— Можешь ты дать мне последнюю возможность осуществить мечту?
— Могу, кэп! Всенепременно могу! — Во взгляде Соркора боролись отчаяние и надежда. — Я раздобуду тебе живой корабль, кэп. И ты пройдешь по его палубам, и наречешь своим! Поверь мне, кэп!
Голос его звучал почти умоляюще.
Боль была мучительная, но Кеннит рассмеялся. Смех завершился кашлем. «Поверить тебе…»
— А есть у меня выбор?
Он не собирался произносить эти слова вслух, но они вырвались помимо его воли. Кеннит посмотрел на Соркора. Тот взирал на него с большим беспокойством. Кеннит заставил себя болезненно улыбнуться, в голосе прозвучала теплота:
— Все эти годы, Соркор… кому я еще доверял, кроме тебя? Вот и сейчас нет у меня выбора, кроме как опять взвалить на тебя ношу…
Он потянулся за костылем и взял его в руки, но вовремя понял, что как следует опереться на него не сумеет. Все силы, похоже, забирало происходившее в обрубке ноги… «Будем надеяться — выздоровление». Кеннит моргнул, веки внезапно отяжелели.
— Соркор… придется мне тебя попросить еще и до постели меня довести. Сам не смогу…
— Кэп!.. — только и сказал Соркор, вместив в одно-единственное слово всю бездну нерассуждающей собачьей преданности. Кеннит про себя решил, что поразмыслит об этом после. Когда отдохнет и почувствует себя лучше. «Вот ведь как. Попросил его о помощи — и тем самым еще крепче к себе привязал, заставил ждать моего одобрения…»
Кеннит решил, что все же правильно выбрал себе старпома. Будь на месте Соркора он сам, он бы нутром почуял открывшуюся возможность прибрать к рукам всю полноту власти — и не преминул бы ею воспользоваться. К счастью для Кеннита, Соркор явно соображал медленней его.
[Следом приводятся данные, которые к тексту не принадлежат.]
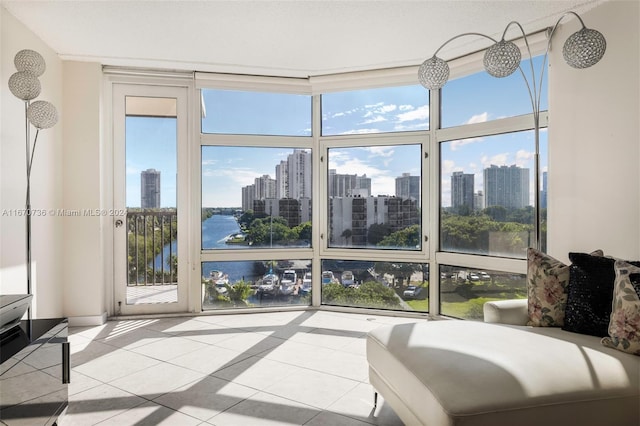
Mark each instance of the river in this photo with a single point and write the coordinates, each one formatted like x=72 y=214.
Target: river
x=215 y=231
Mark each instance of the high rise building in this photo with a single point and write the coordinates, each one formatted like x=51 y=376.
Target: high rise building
x=408 y=186
x=356 y=215
x=265 y=187
x=506 y=186
x=462 y=190
x=478 y=200
x=150 y=189
x=282 y=179
x=299 y=174
x=348 y=185
x=543 y=192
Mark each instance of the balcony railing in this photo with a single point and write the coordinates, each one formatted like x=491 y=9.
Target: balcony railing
x=151 y=247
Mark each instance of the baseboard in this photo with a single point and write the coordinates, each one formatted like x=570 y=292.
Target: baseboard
x=88 y=321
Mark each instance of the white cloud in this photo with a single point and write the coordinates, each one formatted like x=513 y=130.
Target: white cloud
x=386 y=109
x=479 y=118
x=496 y=160
x=457 y=144
x=524 y=158
x=420 y=113
x=376 y=119
x=360 y=131
x=133 y=170
x=448 y=167
x=380 y=151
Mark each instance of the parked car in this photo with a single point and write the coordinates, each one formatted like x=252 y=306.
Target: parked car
x=269 y=284
x=328 y=278
x=347 y=279
x=412 y=291
x=306 y=284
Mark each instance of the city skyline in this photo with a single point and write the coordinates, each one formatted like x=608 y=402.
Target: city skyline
x=390 y=109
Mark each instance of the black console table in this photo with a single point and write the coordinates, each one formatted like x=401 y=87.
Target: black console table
x=35 y=372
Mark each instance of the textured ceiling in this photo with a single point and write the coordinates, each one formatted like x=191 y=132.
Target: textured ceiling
x=287 y=38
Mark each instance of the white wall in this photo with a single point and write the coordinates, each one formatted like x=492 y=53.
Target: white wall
x=46 y=178
x=83 y=262
x=594 y=139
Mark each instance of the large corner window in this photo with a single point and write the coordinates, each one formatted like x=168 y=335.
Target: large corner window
x=398 y=286
x=255 y=113
x=464 y=290
x=374 y=148
x=383 y=110
x=479 y=98
x=492 y=198
x=255 y=283
x=487 y=194
x=374 y=197
x=255 y=197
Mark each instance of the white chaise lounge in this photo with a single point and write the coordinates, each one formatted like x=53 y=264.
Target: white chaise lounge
x=469 y=373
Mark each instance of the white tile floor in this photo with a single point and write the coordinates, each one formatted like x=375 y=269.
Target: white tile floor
x=284 y=368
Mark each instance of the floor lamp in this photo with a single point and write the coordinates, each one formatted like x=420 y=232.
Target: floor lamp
x=582 y=49
x=24 y=84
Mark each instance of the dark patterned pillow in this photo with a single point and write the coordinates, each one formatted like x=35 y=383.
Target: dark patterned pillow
x=590 y=293
x=624 y=326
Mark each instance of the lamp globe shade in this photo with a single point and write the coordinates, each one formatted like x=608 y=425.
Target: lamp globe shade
x=30 y=60
x=24 y=85
x=502 y=59
x=584 y=48
x=433 y=73
x=42 y=114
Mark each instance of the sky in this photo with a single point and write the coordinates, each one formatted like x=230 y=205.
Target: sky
x=226 y=169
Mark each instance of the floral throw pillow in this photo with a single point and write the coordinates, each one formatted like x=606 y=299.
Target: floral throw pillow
x=624 y=327
x=547 y=281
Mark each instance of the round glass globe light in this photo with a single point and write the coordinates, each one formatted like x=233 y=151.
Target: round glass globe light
x=42 y=114
x=584 y=48
x=433 y=73
x=502 y=59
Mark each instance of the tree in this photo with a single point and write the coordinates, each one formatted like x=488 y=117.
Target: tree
x=400 y=271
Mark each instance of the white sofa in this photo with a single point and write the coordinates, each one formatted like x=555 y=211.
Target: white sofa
x=502 y=372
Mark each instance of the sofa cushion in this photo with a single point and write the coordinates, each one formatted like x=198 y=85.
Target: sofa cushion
x=469 y=373
x=547 y=282
x=590 y=294
x=624 y=325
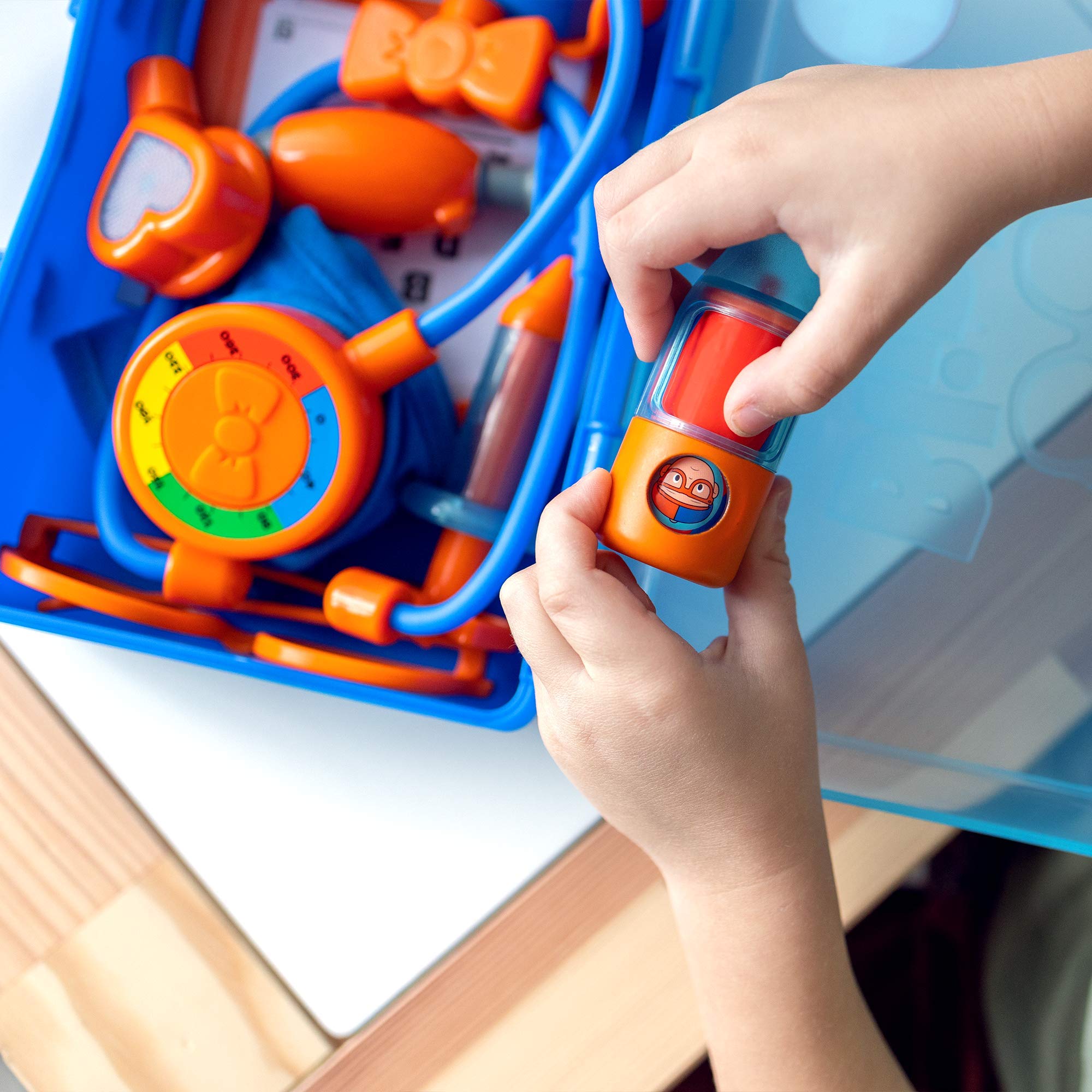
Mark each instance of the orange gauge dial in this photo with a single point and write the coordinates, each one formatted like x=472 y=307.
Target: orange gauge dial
x=242 y=430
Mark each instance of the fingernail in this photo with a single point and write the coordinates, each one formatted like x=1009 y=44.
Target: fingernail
x=751 y=421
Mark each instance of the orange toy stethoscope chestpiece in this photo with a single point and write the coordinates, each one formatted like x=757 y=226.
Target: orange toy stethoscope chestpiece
x=687 y=492
x=246 y=431
x=180 y=208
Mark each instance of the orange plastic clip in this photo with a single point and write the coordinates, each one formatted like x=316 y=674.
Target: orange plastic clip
x=466 y=56
x=598 y=34
x=179 y=208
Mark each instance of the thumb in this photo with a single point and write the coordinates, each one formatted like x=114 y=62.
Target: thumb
x=761 y=601
x=833 y=343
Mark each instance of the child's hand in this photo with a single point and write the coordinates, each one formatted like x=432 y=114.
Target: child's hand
x=889 y=180
x=707 y=761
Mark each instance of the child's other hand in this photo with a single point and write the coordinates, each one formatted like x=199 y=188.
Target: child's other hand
x=707 y=761
x=888 y=180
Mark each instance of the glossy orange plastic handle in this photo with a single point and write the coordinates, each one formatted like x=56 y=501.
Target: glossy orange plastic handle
x=466 y=56
x=67 y=587
x=468 y=678
x=598 y=34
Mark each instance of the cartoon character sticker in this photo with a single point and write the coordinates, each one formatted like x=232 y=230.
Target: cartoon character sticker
x=689 y=495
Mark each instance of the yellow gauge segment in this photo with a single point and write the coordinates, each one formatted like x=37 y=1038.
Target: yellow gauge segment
x=146 y=416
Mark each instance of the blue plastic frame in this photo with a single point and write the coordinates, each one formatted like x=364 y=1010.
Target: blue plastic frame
x=61 y=312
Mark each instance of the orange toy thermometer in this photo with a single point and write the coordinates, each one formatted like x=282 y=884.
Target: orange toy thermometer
x=687 y=491
x=466 y=57
x=246 y=432
x=180 y=208
x=504 y=416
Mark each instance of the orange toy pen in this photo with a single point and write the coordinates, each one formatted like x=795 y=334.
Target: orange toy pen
x=504 y=417
x=687 y=491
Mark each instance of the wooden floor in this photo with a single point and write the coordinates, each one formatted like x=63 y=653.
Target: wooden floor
x=118 y=974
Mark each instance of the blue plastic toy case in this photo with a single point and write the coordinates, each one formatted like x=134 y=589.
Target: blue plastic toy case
x=942 y=523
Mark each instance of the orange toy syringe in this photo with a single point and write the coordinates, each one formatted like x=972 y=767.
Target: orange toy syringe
x=504 y=417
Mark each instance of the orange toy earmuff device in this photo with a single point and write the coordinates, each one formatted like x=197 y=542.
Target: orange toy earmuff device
x=180 y=208
x=687 y=492
x=247 y=431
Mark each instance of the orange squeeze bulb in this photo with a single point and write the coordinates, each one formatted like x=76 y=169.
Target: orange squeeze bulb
x=375 y=172
x=466 y=57
x=180 y=208
x=504 y=417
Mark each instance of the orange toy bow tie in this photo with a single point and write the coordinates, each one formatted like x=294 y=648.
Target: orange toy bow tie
x=466 y=56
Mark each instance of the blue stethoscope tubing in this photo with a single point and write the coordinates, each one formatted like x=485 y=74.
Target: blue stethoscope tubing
x=587 y=140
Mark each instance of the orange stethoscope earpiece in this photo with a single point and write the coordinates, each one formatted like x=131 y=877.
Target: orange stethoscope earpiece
x=180 y=208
Соркор между тем неуклюже приблизился… и даже не подпер Кеннита, а просто поднял его на руки и понес укладывать в койку. Непривычное движение заново пробудило в ноге жестокую боль. Кеннит вцепился в плечо старпома, перед глазами все поплыло и закружилось… На некоторый миг все заслонил всплывший из глубины памяти образ отца. Черные баки, насквозь проспиртованное дыхание, вонь давно не мытого тела… Отец хохотал и кружился в пьяном танце, держа на руках маленького Кеннита. Воспоминание было окрашено восторгом и страхом…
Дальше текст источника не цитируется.